Assuring the Telco Cloud

As CSPs undergo digital transformation – which means running their business out of a cloud, selling digital services and operating like web-scale internet companies – assuring the Telco Cloud business will take high priority. With networks virtualizing, services digitalizing and IoT looming large, the business risks are much higher than envisaged. Assurance of the Telco Cloud network and services will be key in assuring the new Telco Cloud business.

The Telco Cloud is defined as a virtualized telecom infrastructure to run digital services and agile operations. Accuracy, speed and error-free operations of the Telco Cloud are critical to the success of a digital business. Clever solutions, which derive and offer customer intelligence in addition to service assurance, will play a critical role in the success of the Telco Cloud business.

Certain OSS concepts will need revisiting to make them relevant to the Telco Cloud unknowns. These are Service Quality Management, creating a faultless Telco Cloud and enabling the digital service provider to be ‘an intelligent platform’.
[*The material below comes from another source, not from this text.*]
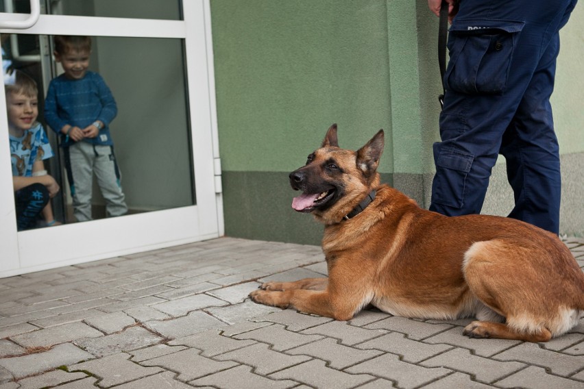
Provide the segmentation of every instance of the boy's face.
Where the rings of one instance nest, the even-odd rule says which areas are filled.
[[[6,94],[8,125],[19,131],[30,129],[38,116],[38,100],[36,97],[20,92]]]
[[[70,79],[81,79],[89,67],[89,54],[86,50],[69,50],[63,54],[55,52],[55,59],[61,62],[65,77]]]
Service Quality Management for the Telco Cloud

Service Quality Management (SQM) is not a new concept; however, it will be an important one in the coming years. Current SQM focuses on proactive monitoring of customer-facing services, which have not always required reliable, secure, fast and always-available networks. However, with the anticipated increasing rollout of Telco Cloud services in 2017, the current functionality of an SQM system will be stretched to cover the higher speed and scale of a digital services environment.

NFV, the underlying technology of Telco Cloud, has partly evolved as a consequence of the growing appetite of the consumers for faster, on-demand and reliable services. Some of the most popular digital services in the new networks will be video streaming, telemetry, mobile gaming and home automation.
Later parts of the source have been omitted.